In October, McGonigal sent her broken phone to an official Pixel repair center in Texas. She later tweeted that Google said they never received the phone and was billed for a replacement device in the weeks that followed.

However, according to McGonigal, FedEx tracking information shows the device arrived at the facility weeks ago. Late on Friday night – a few hours after she says she finally got a refund for the device – someone appears to have used the “missing” phone to clear the two-factor authentication checks and log into several of her accounts, including their Dropbox, Gmail, and Google Drive.

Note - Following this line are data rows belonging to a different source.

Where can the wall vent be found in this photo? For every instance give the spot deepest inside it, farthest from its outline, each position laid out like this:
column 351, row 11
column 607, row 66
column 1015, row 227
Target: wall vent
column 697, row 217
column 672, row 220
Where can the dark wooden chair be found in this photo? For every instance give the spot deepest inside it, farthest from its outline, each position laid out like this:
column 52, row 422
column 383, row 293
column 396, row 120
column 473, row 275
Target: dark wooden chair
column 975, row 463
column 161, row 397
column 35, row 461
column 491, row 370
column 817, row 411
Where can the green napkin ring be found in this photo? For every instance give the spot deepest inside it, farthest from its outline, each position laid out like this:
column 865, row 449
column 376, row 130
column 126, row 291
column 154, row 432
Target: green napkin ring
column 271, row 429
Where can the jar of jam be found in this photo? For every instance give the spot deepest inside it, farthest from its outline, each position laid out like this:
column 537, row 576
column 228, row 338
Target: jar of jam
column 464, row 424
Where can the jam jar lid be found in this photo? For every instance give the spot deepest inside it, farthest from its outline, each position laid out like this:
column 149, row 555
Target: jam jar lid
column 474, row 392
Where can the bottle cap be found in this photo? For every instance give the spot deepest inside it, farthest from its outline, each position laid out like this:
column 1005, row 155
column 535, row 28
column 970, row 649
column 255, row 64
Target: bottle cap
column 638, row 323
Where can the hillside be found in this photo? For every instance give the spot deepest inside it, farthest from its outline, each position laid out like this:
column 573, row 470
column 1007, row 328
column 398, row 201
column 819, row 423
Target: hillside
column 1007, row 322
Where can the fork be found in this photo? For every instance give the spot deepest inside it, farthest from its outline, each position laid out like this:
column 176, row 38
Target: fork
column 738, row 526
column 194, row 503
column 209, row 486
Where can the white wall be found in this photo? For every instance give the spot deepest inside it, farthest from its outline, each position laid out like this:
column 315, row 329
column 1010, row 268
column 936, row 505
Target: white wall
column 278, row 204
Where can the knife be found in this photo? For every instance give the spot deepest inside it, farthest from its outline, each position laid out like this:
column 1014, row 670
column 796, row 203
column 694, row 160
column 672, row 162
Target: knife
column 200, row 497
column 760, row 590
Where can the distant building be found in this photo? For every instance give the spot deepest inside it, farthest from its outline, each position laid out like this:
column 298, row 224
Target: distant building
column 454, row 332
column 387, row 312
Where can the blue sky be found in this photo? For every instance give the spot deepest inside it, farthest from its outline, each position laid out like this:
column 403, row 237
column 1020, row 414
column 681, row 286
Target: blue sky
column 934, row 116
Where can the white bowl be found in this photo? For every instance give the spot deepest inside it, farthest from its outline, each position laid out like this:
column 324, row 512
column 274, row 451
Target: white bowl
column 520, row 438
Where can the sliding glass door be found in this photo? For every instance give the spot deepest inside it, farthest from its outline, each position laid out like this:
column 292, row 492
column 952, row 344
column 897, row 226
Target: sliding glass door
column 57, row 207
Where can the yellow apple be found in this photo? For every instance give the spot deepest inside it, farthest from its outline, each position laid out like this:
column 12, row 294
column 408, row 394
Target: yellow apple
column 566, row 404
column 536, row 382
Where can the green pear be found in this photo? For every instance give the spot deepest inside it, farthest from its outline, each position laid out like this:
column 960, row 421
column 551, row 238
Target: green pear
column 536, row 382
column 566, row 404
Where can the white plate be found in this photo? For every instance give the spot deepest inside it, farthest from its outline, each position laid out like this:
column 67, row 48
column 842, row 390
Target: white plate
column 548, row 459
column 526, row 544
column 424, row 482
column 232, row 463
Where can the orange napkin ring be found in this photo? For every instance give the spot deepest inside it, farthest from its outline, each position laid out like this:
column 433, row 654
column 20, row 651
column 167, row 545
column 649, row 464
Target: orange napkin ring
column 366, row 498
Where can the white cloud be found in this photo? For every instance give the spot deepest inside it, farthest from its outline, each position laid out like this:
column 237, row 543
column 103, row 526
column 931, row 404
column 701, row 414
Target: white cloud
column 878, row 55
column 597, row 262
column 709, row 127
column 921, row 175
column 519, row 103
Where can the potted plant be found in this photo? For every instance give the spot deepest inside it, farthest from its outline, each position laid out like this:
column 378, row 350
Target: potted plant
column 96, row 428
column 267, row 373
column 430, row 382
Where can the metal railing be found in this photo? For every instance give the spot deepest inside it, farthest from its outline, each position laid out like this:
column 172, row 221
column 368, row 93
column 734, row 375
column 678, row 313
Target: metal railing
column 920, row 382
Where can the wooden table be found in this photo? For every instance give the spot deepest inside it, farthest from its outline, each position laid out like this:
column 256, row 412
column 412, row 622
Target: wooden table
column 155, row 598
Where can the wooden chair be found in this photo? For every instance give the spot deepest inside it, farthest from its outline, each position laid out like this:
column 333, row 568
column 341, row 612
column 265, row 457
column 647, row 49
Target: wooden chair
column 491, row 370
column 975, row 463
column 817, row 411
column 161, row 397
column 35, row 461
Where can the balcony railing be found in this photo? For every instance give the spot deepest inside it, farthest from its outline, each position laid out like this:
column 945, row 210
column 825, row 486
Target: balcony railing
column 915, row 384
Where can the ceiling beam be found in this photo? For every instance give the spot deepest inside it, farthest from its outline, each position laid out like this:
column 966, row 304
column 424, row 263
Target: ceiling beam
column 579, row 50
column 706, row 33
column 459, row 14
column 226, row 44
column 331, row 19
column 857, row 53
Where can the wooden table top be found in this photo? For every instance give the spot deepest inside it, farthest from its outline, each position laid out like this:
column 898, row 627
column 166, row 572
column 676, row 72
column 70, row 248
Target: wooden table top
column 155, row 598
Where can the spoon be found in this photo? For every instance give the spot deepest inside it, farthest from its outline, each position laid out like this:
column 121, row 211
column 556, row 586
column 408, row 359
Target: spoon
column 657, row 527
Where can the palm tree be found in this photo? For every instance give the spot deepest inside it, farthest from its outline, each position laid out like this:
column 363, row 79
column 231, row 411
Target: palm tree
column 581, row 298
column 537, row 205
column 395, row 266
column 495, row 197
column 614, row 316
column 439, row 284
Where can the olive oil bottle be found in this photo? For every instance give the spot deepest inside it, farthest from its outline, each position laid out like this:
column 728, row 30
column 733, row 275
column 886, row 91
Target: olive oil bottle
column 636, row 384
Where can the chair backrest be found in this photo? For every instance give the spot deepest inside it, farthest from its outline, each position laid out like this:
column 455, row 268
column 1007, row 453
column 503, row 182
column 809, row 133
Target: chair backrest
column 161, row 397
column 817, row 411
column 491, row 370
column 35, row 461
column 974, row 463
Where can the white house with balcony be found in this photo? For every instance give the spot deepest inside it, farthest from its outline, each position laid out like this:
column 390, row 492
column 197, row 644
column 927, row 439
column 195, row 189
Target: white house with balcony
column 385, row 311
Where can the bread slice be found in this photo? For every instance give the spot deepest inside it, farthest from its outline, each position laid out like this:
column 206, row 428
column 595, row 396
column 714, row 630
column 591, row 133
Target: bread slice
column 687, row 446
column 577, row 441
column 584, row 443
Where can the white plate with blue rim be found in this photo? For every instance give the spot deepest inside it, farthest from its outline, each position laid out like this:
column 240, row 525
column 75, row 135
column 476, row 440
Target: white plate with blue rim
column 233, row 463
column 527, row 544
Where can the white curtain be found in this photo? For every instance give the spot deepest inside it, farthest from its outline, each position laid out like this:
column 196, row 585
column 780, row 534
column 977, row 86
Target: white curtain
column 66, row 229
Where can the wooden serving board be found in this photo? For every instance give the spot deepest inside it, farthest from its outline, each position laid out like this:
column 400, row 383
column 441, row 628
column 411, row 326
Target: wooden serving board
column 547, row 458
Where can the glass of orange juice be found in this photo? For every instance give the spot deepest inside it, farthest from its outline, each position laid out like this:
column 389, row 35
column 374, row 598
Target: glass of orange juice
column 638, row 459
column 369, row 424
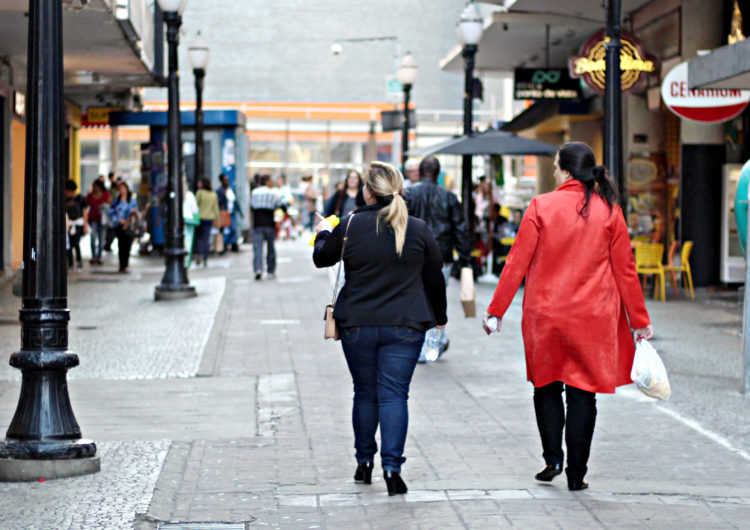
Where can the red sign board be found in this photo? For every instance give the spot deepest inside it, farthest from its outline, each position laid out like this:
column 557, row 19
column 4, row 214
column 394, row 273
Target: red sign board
column 709, row 105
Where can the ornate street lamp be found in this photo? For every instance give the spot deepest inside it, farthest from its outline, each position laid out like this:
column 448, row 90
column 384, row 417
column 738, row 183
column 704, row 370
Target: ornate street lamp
column 174, row 283
column 198, row 53
column 470, row 27
column 406, row 74
column 44, row 427
column 613, row 103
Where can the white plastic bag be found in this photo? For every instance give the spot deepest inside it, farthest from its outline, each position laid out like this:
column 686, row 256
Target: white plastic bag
column 649, row 373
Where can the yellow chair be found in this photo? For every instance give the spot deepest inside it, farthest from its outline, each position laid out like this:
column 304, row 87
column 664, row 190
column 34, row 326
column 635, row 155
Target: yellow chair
column 683, row 268
column 648, row 259
column 508, row 242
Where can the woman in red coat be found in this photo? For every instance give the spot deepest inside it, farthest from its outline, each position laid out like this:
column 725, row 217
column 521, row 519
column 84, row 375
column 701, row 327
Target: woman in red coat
column 581, row 299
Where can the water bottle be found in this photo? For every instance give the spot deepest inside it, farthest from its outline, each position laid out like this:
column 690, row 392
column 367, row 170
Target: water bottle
column 432, row 344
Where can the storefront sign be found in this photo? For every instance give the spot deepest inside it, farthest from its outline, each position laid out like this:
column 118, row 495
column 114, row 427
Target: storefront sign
column 709, row 105
column 545, row 83
column 591, row 64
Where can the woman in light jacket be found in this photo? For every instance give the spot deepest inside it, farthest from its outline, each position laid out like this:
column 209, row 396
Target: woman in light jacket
column 581, row 299
column 394, row 292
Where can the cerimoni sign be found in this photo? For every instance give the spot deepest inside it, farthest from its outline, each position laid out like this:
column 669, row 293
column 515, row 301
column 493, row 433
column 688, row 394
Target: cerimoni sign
column 704, row 105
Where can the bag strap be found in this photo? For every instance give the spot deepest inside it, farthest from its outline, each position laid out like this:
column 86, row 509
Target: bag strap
column 341, row 260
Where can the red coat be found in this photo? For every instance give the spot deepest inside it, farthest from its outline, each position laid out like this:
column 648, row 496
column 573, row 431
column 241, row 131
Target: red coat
column 581, row 289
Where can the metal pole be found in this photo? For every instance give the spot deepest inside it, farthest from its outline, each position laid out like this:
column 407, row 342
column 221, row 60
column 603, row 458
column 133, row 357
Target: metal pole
column 200, row 165
column 44, row 426
column 469, row 53
column 613, row 103
column 174, row 283
column 405, row 128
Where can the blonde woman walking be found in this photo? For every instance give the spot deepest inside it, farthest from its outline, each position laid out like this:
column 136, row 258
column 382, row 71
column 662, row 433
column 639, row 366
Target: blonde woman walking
column 394, row 292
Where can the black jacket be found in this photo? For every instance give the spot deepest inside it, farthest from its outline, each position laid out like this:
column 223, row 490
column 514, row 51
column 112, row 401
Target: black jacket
column 381, row 288
column 440, row 209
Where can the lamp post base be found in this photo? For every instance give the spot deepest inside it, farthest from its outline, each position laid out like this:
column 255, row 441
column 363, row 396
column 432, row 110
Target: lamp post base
column 174, row 292
column 25, row 470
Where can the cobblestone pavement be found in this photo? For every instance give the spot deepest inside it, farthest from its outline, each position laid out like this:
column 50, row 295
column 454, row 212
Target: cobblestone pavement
column 119, row 332
column 263, row 437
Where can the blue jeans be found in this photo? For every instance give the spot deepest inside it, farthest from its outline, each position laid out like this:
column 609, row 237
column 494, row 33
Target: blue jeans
column 261, row 234
column 98, row 233
column 381, row 360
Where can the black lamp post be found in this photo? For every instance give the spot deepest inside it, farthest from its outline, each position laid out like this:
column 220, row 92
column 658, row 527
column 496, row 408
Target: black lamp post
column 44, row 427
column 613, row 102
column 406, row 74
column 198, row 53
column 174, row 284
column 470, row 27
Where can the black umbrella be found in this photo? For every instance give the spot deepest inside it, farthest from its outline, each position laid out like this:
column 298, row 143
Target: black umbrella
column 489, row 142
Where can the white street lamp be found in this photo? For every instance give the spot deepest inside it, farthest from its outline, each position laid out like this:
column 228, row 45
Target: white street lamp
column 199, row 53
column 471, row 24
column 407, row 70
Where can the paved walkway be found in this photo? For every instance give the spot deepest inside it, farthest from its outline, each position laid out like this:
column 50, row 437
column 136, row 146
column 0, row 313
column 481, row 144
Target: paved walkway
column 261, row 436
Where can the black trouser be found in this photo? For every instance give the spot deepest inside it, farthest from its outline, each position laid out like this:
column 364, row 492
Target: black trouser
column 74, row 235
column 124, row 242
column 579, row 425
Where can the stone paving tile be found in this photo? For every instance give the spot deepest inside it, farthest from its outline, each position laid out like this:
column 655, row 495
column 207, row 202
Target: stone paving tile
column 134, row 337
column 109, row 499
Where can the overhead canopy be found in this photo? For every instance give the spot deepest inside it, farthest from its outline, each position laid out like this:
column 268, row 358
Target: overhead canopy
column 106, row 50
column 520, row 40
column 725, row 67
column 591, row 9
column 518, row 37
column 489, row 142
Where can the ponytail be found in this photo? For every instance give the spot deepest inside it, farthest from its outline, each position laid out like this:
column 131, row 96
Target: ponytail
column 397, row 215
column 387, row 183
column 578, row 159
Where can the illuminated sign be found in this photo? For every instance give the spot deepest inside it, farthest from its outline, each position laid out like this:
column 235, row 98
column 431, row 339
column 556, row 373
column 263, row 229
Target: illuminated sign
column 704, row 105
column 591, row 64
column 545, row 83
column 19, row 104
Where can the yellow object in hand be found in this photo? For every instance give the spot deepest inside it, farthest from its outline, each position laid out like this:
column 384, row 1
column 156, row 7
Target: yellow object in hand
column 334, row 220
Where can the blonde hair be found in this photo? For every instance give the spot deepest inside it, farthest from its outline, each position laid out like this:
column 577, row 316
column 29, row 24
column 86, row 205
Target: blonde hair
column 387, row 183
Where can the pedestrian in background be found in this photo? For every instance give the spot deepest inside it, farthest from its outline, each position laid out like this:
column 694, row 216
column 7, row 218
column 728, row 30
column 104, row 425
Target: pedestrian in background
column 581, row 299
column 263, row 201
column 124, row 214
column 394, row 292
column 98, row 203
column 208, row 211
column 440, row 209
column 76, row 208
column 191, row 216
column 348, row 198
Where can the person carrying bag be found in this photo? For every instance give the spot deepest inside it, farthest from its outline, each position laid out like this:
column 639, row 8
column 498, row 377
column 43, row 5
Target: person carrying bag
column 581, row 299
column 394, row 292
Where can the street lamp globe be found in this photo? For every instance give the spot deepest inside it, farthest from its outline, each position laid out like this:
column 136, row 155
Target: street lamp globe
column 199, row 53
column 171, row 5
column 407, row 70
column 471, row 24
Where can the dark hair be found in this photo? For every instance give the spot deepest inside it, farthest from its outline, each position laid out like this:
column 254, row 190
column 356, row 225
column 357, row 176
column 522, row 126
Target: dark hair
column 429, row 167
column 578, row 159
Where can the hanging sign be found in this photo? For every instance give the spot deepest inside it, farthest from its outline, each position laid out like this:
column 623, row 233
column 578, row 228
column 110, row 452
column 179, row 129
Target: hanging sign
column 704, row 105
column 545, row 83
column 591, row 64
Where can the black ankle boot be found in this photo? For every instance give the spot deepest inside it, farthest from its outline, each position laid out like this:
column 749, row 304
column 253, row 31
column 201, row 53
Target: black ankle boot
column 395, row 483
column 549, row 472
column 364, row 473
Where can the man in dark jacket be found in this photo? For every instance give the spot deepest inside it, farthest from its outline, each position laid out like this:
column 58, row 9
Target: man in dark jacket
column 442, row 212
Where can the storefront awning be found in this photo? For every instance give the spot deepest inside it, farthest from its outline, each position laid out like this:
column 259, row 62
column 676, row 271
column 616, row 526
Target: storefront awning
column 520, row 39
column 725, row 67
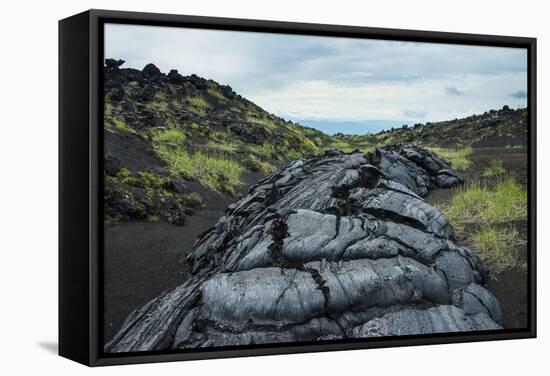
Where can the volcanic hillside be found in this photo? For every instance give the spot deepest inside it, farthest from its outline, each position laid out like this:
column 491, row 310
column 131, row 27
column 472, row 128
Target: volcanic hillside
column 164, row 131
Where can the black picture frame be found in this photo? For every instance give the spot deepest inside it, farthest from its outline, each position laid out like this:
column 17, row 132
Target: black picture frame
column 80, row 183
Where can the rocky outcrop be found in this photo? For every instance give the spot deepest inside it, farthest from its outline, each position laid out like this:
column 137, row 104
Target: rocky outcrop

The activity triggered several email security alerts to McGonigal’s backup accounts. However, she speculates that everyone who owns the phone used it to access their backup email addresses and then moved all of the security alerts to their spam folder.

“The photos they opened showed me in swimsuits, sports bras, form-fitting clothes, and stitches after surgery,” writes McGonigal. “You deleted Google security notifications from my backup email accounts.”

In a statement emailed to The edgesays Google spokesman Alex Moriconi: “We are investigating this claim.” It is still unclear whether the device may have been intercepted in the repair shop or during transport, or who has it now. Googles official repair manual recommend backing up and then erasing a device before sending it in. However, as Jane McGonigal points out, depending on the damage, it is either difficult or impossible to do.

The whole situation reminds us of the safety concerns when we turn in our equipment for repair and unfortunately there is a precedent for such activities. In June, Apple paid a woman millions After the repair, technicians posted their nude photos on Facebook. Apple recently said it would start selling DIY repair kitswhich gives users the ability to fix their own phones, or at least have the job done by someone a user trusts, rather than sending it in or dropping it off at an Apple Store.

For pixel smartphones: Your options for official service are provided either by mail-in or, in some countries, by a local service through an authorized provider. Google is cooperating with in the USA uBreakiFix Franchise. Whatever phone you have, the options for repairs are still somewhat limited and you must rely on no one with bad intentions to get their hands on your phone while it is not in your possession.